A diversidade cultural que temos na América Latina não é novidade para ninguém, e é claro que, com isso, é inevitável que tenhamos inúmeras lendas e folclores que atravessam gerações a séculos, fazendo parte do imaginário popular das regiões as quais se originaram. Algumas chegaram a se tornar conhecidas mundo afora – como é o caso de Santa Muerte e La Llorona -, entretanto, muitas outras são desconhecidas até mesmo entre os países vizinhos. Com essa riqueza de histórias disponíveis, a editora Luva lançou a antologia Terrores Latinos, onde reuniu diversos autores para resgatarem 20 lendas latino-americanas oriundas dos mais variados países, como Brasil, Argentina, Cuba, Porto Rico, Guatemala, Equador, Peru, Uruguai, entre outros. A edição ainda conta com introdução da escritora boliviana Giovanna Rivero e posfácio de André de Araújo, além de ilustrações de Leander Moura.

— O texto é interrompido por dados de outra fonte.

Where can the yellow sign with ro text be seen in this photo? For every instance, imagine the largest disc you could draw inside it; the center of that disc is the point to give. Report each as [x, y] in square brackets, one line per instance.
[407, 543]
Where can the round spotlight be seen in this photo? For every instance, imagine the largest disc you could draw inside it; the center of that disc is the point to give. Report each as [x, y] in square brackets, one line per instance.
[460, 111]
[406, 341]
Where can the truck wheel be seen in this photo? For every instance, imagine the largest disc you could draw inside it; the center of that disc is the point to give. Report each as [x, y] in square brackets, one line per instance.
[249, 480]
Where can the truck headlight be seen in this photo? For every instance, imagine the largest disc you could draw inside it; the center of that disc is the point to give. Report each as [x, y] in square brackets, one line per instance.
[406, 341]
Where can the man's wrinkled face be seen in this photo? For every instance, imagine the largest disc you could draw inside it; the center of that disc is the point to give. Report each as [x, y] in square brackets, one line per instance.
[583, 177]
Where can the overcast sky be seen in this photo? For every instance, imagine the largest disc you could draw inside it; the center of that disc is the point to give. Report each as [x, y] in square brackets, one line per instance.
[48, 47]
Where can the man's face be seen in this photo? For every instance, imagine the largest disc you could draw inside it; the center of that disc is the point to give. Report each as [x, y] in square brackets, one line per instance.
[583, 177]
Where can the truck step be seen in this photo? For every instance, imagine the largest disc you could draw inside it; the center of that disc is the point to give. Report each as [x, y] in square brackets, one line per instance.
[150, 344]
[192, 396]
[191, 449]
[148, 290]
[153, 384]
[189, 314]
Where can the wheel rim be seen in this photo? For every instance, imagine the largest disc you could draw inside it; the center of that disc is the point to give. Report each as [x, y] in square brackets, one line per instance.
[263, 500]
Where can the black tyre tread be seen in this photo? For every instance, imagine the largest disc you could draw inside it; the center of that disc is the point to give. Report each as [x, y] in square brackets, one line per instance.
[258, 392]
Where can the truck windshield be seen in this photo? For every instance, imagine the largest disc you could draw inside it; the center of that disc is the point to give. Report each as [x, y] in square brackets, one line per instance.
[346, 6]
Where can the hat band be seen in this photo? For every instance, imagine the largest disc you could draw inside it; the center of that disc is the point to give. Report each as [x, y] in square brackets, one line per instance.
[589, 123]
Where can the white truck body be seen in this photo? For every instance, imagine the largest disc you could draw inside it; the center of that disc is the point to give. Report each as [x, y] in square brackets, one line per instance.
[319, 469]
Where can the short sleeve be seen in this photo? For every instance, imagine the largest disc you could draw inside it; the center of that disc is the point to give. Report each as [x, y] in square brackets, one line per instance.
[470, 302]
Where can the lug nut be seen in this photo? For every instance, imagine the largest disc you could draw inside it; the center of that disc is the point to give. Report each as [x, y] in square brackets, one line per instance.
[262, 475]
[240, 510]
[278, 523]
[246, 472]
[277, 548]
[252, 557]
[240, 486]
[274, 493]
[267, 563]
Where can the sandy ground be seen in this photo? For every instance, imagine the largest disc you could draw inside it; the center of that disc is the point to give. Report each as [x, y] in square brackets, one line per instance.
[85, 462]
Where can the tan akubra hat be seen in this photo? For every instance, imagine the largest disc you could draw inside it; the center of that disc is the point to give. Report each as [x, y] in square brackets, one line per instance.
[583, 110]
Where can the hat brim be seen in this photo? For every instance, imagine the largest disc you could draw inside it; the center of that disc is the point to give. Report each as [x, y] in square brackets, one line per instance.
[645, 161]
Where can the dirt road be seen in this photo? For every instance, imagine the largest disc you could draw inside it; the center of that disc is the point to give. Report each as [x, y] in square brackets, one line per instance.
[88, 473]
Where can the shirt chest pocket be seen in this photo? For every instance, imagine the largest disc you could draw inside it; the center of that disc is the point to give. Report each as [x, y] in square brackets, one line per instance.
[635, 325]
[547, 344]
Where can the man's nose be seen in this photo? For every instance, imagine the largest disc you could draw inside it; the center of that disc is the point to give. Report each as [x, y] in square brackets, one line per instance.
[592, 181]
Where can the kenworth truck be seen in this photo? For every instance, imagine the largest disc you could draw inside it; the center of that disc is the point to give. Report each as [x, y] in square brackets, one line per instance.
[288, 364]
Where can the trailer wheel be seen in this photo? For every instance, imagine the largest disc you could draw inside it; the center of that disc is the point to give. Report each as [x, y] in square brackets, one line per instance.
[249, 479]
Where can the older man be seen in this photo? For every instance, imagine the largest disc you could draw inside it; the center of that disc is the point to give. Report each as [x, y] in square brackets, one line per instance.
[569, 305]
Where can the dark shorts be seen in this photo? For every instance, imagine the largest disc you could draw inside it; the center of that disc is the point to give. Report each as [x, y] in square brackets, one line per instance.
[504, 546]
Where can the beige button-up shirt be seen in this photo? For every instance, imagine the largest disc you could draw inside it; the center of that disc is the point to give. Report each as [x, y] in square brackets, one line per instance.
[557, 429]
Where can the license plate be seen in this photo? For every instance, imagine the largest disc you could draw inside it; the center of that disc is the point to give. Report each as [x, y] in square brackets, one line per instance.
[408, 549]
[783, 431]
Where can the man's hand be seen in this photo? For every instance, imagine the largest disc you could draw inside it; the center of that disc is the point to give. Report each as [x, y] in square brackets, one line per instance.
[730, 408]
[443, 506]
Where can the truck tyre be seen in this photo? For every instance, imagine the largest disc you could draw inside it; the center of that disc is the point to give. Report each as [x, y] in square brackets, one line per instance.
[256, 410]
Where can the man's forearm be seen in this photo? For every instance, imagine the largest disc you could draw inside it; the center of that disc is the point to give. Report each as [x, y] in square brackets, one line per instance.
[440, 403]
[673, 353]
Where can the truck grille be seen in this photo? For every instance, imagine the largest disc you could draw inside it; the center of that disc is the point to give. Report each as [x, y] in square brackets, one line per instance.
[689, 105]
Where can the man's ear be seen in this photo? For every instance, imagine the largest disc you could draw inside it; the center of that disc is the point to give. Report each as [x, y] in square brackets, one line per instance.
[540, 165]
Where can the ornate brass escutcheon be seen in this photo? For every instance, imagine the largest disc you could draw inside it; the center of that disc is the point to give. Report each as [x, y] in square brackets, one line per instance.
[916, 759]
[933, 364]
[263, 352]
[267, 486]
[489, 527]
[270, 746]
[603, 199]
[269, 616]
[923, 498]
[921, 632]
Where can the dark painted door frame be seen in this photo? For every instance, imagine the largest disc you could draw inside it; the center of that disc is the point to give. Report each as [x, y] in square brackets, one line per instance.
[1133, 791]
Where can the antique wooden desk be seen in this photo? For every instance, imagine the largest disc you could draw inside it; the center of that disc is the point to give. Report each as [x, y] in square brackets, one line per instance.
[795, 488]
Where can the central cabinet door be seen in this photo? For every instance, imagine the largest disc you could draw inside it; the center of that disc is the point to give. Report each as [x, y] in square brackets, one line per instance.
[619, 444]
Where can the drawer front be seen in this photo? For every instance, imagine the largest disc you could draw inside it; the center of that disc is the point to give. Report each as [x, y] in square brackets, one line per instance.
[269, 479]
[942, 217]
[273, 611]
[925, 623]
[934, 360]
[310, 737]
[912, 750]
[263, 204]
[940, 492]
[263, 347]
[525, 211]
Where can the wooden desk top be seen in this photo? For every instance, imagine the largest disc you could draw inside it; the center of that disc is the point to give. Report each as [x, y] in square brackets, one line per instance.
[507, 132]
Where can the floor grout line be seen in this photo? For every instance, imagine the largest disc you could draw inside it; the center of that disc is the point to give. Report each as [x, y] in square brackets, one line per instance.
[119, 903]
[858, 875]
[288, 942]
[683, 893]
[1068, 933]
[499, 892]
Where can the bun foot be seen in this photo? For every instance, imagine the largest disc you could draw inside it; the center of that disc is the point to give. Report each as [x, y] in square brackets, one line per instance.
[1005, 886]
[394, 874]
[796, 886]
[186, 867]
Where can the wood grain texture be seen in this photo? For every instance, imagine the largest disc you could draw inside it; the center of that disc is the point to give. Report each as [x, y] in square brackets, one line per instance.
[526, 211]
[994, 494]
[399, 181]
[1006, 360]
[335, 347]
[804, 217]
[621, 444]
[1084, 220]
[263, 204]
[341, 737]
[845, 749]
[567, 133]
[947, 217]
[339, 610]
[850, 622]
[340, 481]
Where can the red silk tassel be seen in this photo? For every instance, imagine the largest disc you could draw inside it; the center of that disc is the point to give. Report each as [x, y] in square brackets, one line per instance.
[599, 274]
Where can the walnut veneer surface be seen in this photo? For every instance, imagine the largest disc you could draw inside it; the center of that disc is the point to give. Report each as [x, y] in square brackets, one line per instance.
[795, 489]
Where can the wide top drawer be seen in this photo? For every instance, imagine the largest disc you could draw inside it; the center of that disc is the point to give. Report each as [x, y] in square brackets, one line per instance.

Terrário, de Irka Barros, abre a antologia. O conto é baseado no mito cubano El Babujal – espírito maligno em forma de lagarto, invisível aos mortais – e, sem enrolar, nos apresenta uma sociedade onde o único valor que mulheres tem é o reprodutivo. História curta e direta ao ponto, o cerne da narrativa é a forma estranha e grotesca na qual se dá a reprodução, estando ligada diretamente à lenda de El Babujal. Também critica o pouco valor que a mulher recebe, sendo considerada útil apenas para reprodução em muitos lugares até os dias de hoje.

Em seguida, o espectro bestial venezuelano El Silbón é inserido por Jaime Azevedo em Sêmen e Acetona. A história foca na duradoura carga emocional negativa de um conturbado passado entre mãe e filha, adentrando a mente de uma mulher que se lembra dos piores momentos com sua mãe. Tais lembranças a fazem se convencer de que sua genitora, tão diferente dela na personalidade, não é um ser humano, e sim uma criatura demoníaca que deve ser destruída. A crescente insatisfação da filha é trabalhada até os dois últimos parágrafos do conto, até chegarmos ao clímax que também encerra a história, onde finalmente temos o sobrenatural dando as caras.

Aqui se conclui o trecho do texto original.